Showing posts with label etymology. Show all posts
Showing posts with label etymology. Show all posts

Friday, 15 July 2011

Time to help the cat with it's etymology

He's always digging around in the levant over a thousand years ago when it was right here in English at both ends.

B is V.

Baccine (backseen or baxine)

Back seen - A 'back' was seen. Perhaps a human thief, running away?
Back scene - A memory?
Backs in - Part of that most hated of phrases 'Put your backs into it' ....the whip cracks!
Back sin - What is a position of sin which a missionary should never be in? Yes, doggy-style.

Could any of those have found their way into a small number of people's trauma encoded ancestral memories? Between this blog and C4A, we've now located over two dozen examples of traumatic past uses of the homonym in question.

Friday, 10 June 2011

ममसत्य

ममसत्य is the Sanskrit word for a being mine. There are three uses of this word that we are interested in. One is male, one is female, one is both.

One, the accepted version, is that it means a 'contest of ownership' although it employs a spurious grammatical anomaly, it should be ahamsatya if it means that.

In it's prima facie form, mamasatya is a place where you would 'mine' for 'beings' as one might mine for gems.
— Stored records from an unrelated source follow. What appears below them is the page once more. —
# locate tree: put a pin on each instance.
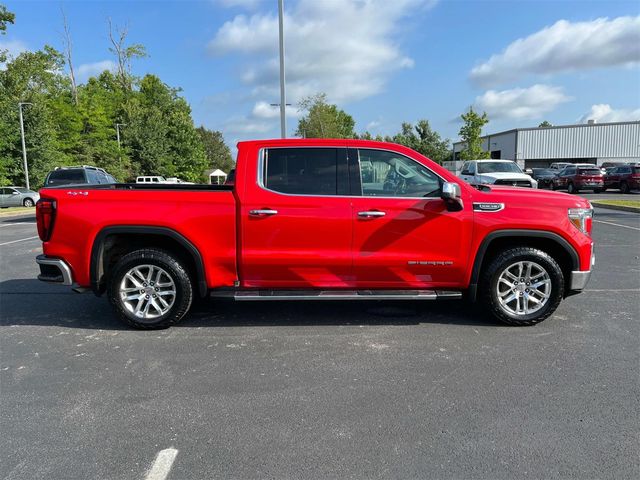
(124, 53)
(471, 133)
(5, 17)
(323, 120)
(424, 140)
(217, 152)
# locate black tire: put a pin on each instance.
(173, 268)
(491, 274)
(624, 187)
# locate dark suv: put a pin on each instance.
(83, 175)
(625, 177)
(579, 177)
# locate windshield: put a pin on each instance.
(491, 167)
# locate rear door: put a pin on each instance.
(403, 234)
(296, 220)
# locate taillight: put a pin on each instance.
(45, 216)
(582, 218)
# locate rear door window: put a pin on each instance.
(301, 171)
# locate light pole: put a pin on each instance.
(118, 125)
(24, 146)
(283, 102)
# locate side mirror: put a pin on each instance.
(451, 194)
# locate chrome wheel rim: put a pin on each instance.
(523, 288)
(147, 291)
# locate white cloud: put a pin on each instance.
(248, 4)
(521, 103)
(565, 46)
(87, 70)
(347, 49)
(603, 112)
(265, 110)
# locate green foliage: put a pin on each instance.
(324, 120)
(424, 140)
(5, 17)
(217, 152)
(157, 133)
(471, 133)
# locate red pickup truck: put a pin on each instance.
(318, 220)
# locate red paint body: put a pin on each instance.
(313, 241)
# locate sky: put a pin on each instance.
(383, 61)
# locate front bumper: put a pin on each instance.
(579, 279)
(54, 270)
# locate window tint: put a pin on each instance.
(302, 171)
(66, 177)
(390, 174)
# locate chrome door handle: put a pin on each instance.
(259, 213)
(371, 213)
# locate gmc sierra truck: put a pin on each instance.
(310, 219)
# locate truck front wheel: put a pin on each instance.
(522, 286)
(150, 289)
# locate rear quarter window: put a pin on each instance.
(66, 177)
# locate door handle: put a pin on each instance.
(371, 214)
(260, 213)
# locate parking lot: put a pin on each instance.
(308, 390)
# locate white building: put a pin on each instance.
(585, 143)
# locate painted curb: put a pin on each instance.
(622, 208)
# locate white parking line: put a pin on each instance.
(16, 241)
(617, 225)
(162, 464)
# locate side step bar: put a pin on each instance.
(261, 295)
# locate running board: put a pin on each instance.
(261, 295)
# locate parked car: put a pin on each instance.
(152, 179)
(18, 197)
(496, 172)
(579, 177)
(626, 178)
(558, 166)
(78, 175)
(544, 177)
(318, 219)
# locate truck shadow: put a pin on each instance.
(30, 302)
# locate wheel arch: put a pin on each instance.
(114, 241)
(549, 242)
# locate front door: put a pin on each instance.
(403, 234)
(296, 220)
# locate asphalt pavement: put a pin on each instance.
(309, 390)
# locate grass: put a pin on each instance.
(11, 211)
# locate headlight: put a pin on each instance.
(582, 219)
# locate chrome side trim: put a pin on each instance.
(579, 280)
(65, 271)
(260, 295)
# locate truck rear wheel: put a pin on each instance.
(522, 286)
(150, 289)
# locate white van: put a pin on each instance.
(151, 179)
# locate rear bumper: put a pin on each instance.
(54, 270)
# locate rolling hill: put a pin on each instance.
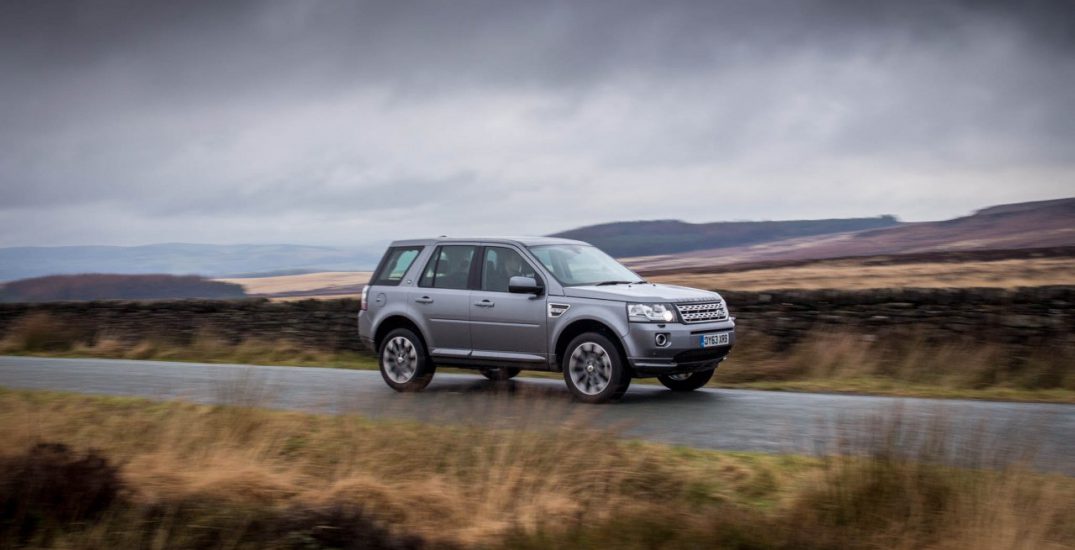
(1009, 227)
(180, 259)
(628, 239)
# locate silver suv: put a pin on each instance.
(500, 305)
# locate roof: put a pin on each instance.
(521, 241)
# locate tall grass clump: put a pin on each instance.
(239, 476)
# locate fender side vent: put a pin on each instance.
(557, 309)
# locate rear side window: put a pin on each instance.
(449, 268)
(395, 264)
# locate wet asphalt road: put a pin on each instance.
(717, 419)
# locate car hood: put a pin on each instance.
(642, 292)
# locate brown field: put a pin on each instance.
(851, 274)
(331, 284)
(848, 274)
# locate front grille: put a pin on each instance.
(702, 313)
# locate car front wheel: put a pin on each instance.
(686, 381)
(593, 368)
(404, 364)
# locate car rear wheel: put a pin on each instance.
(500, 373)
(686, 381)
(404, 364)
(593, 368)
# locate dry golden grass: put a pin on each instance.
(326, 284)
(200, 476)
(855, 275)
(896, 363)
(456, 485)
(905, 362)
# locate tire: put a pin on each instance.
(686, 381)
(404, 364)
(593, 370)
(500, 373)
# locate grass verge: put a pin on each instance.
(906, 364)
(133, 473)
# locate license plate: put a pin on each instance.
(719, 338)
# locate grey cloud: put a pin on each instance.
(339, 116)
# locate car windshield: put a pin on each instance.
(583, 264)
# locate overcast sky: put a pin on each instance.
(350, 122)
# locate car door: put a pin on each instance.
(505, 326)
(443, 299)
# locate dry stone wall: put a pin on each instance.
(1029, 316)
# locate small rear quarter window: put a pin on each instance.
(395, 264)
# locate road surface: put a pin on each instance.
(715, 419)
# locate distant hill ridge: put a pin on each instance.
(1011, 227)
(181, 259)
(58, 288)
(630, 239)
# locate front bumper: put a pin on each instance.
(683, 352)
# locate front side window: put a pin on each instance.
(449, 268)
(500, 265)
(395, 264)
(582, 264)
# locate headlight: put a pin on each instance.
(649, 313)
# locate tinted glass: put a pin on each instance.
(395, 264)
(578, 264)
(449, 268)
(500, 265)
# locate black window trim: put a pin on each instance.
(476, 277)
(435, 258)
(374, 279)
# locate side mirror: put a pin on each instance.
(524, 286)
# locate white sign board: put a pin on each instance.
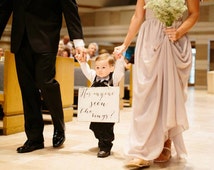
(98, 104)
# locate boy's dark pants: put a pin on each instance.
(104, 132)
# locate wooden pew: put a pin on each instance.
(10, 97)
(65, 77)
(128, 86)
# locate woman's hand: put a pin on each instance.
(118, 51)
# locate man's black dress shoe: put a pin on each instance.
(58, 138)
(103, 154)
(30, 146)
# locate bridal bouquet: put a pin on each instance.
(167, 11)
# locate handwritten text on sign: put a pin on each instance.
(98, 104)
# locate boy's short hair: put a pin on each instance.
(106, 56)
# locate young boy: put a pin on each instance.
(107, 72)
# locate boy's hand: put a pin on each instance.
(80, 54)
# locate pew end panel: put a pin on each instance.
(65, 77)
(10, 98)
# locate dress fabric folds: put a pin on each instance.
(160, 79)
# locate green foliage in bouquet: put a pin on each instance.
(167, 11)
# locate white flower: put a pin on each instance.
(167, 11)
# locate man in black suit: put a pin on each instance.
(35, 36)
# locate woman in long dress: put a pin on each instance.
(160, 77)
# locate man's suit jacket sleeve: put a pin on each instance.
(72, 19)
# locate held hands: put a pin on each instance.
(118, 51)
(81, 54)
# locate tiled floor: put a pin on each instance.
(79, 151)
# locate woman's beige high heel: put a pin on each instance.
(165, 154)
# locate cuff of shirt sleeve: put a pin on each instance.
(78, 43)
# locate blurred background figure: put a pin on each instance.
(1, 54)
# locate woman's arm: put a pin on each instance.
(136, 21)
This association with mining suggests that there may have been elves at work, way back in the Vedics. Inner visions, either stress-induced, or plant-induced, or both.

The final and rather obvious possibility is that the beings are babies and 'the being mine' is the place from which babies emerge.

We will instruct the spider elves to run a context check on all instances in the literature. Damn cat! Nearly scared the life out of me! Be good.